[After] allegations of aggressive tactics being adopted by hospitals to pressure patients to use private health insurance to help fund their operations and in turn boost a struggling public system have moved both sides of politics to promise action.
Opposition health spokeswoman Catherine King also announced a federal Labor government would take action if elected.
“We’d much rather our public hospitals were funded properly so the states didn’t have to seek revenge this way. That’s why we expect the Productivity Commission will examine the issue as part of our root-and-branch inquiry into the private health system”.
Source: The Age
A Labor Government will order a root-and-branch Productivity Commission review of the private health system…
If we win the next election we will impose a 2 per cent cap on private health insurance price rises for two years, saving an average family $340 …
The cap will deliver immediate relief to families struggling with relentless price rises.
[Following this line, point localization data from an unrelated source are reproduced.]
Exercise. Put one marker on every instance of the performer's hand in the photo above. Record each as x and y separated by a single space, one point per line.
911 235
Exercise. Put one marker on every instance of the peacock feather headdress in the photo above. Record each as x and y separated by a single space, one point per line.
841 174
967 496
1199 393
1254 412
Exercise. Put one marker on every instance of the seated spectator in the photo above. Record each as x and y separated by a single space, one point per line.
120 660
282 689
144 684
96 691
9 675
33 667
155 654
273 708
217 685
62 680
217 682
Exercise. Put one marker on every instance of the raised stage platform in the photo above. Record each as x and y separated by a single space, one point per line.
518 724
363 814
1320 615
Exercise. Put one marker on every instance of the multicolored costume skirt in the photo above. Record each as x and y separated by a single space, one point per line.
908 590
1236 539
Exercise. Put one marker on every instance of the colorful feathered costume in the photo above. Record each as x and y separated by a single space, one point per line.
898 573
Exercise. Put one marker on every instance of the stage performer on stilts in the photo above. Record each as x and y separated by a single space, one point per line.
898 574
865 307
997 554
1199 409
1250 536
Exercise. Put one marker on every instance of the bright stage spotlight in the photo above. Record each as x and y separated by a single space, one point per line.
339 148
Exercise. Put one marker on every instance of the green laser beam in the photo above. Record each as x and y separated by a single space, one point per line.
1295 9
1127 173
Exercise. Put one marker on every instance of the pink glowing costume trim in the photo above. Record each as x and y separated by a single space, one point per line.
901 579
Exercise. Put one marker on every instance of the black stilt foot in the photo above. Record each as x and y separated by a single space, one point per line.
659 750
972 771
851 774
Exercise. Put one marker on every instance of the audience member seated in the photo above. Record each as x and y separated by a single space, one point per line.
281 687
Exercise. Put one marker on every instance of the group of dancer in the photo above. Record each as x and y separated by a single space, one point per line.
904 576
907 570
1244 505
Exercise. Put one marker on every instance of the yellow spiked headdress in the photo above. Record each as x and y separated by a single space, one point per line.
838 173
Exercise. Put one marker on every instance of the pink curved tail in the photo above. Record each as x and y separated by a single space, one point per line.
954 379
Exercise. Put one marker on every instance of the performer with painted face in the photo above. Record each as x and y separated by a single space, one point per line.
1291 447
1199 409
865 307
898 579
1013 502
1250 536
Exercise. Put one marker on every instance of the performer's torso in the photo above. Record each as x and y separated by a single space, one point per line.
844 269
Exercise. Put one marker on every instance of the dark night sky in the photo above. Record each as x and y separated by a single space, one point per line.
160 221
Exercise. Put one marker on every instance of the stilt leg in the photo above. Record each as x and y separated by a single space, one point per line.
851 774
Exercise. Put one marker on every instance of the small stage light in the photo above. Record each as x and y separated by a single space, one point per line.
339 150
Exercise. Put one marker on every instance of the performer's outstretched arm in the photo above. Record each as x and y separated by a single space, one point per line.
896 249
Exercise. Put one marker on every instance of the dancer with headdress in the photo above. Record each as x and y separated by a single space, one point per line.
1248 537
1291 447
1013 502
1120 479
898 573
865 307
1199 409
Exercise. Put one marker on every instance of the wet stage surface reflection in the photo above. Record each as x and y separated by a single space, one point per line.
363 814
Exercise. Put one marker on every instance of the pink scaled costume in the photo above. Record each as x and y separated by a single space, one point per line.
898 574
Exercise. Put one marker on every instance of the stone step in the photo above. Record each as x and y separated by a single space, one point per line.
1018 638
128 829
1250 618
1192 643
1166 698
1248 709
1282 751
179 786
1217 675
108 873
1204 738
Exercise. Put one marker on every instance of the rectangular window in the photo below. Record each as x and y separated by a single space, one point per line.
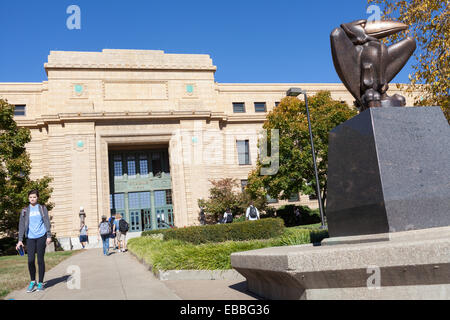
160 198
271 200
243 152
19 110
133 200
131 165
243 184
260 107
156 163
238 107
294 197
143 165
119 201
118 170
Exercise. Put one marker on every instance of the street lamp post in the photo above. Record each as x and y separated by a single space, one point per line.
294 92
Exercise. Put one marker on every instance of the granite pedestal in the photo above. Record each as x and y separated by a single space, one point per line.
411 265
388 213
388 171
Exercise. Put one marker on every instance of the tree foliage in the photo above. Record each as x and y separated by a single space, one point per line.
15 167
296 169
429 24
225 193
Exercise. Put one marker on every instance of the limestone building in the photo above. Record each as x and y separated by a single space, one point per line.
141 133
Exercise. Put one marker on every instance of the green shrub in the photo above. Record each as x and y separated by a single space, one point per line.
180 255
307 215
239 231
153 232
8 246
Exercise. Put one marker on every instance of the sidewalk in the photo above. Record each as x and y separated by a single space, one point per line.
120 276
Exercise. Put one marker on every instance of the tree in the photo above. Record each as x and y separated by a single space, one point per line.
429 24
223 195
15 166
296 169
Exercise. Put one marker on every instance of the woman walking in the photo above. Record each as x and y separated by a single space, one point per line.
104 229
34 224
83 235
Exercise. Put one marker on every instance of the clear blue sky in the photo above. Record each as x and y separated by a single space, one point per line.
249 41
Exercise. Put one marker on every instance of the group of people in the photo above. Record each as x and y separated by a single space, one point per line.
115 228
252 213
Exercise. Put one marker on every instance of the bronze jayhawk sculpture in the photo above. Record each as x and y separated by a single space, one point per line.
366 65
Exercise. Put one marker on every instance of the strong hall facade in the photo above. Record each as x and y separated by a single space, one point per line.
142 133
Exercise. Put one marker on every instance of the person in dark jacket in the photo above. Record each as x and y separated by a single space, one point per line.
34 224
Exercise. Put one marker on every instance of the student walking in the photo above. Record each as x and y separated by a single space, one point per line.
252 212
83 235
122 234
104 229
227 216
112 235
34 224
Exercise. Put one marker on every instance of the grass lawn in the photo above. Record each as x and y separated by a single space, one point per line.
179 255
14 270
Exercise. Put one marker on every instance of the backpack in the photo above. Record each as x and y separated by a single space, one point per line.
105 228
111 223
253 213
123 225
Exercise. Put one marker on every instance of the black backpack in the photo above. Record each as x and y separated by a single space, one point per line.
123 225
253 213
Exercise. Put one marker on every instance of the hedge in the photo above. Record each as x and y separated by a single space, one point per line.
239 231
180 255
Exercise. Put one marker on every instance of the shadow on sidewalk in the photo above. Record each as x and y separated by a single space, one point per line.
242 287
52 282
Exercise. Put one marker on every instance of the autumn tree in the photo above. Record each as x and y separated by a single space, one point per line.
429 24
225 193
15 167
296 169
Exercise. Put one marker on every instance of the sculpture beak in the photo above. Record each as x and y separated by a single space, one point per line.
382 29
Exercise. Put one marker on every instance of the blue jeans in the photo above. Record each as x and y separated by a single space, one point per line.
105 239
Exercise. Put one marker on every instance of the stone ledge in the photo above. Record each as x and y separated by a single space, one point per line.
413 258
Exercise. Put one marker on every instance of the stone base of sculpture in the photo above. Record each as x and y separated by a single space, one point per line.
410 265
388 171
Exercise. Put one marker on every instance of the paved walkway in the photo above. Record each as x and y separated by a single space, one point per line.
120 276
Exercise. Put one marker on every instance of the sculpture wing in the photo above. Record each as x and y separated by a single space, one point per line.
347 61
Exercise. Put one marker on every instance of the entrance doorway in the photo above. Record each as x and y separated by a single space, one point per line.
140 188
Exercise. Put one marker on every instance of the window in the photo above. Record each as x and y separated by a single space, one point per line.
271 200
238 107
260 107
294 197
118 170
160 196
19 110
156 163
243 184
243 152
312 197
143 165
118 201
168 196
131 165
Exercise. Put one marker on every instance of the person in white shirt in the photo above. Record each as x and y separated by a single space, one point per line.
252 213
227 216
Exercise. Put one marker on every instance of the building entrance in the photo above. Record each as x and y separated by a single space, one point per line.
140 188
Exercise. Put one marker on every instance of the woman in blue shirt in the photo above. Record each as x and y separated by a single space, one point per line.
35 226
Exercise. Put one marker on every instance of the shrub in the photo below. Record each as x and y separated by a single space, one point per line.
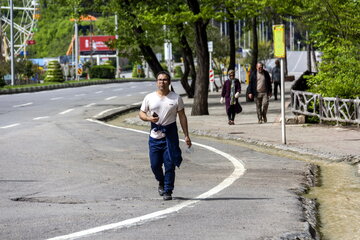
102 71
339 73
54 72
138 73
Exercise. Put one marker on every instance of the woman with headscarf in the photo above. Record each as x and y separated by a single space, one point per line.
230 94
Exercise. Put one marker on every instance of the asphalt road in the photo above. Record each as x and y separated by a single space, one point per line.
62 174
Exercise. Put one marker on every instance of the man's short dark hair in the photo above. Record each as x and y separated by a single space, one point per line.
165 73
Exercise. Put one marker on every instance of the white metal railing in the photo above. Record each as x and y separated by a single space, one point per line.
326 108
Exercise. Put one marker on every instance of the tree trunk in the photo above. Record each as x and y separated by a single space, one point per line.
308 49
189 65
232 42
255 48
314 58
200 106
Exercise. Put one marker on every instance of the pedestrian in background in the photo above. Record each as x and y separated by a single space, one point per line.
161 109
230 96
260 90
276 77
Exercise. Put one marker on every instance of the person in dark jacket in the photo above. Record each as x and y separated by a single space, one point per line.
260 90
230 95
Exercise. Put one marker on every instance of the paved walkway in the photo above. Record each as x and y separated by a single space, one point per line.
332 142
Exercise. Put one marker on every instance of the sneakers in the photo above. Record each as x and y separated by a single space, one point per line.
167 196
161 189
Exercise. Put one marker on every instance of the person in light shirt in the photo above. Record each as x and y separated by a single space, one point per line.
161 109
261 91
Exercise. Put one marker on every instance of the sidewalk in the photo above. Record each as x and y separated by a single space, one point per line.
331 142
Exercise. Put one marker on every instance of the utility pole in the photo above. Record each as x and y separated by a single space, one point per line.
12 43
117 50
76 49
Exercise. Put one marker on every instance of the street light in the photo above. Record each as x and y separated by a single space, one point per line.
12 43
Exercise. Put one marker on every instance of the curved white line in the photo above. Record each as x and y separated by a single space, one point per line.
23 105
239 170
But it’s important we also develop long-term reforms to ensure the private health sector has a sustainable future.
Comment: By imposing a cap, it will pressure private Health Funds to offer fewer services or impose greater restrictions, which will create more pressures to drive people back to the public system.
She is taking actions in advance of any Productivity Commission recommendations, which raises the question: Will she take any PC recommendations seriously?
Last month, King ignored the Productivity Commission recommendations and announced that she would establish a new bureaucracy called the Health Reform Commission. Why isn’t that body looking at private health funds?
Also, by imposing caps, King will tamper with the system that she is tasking the PC to analyse.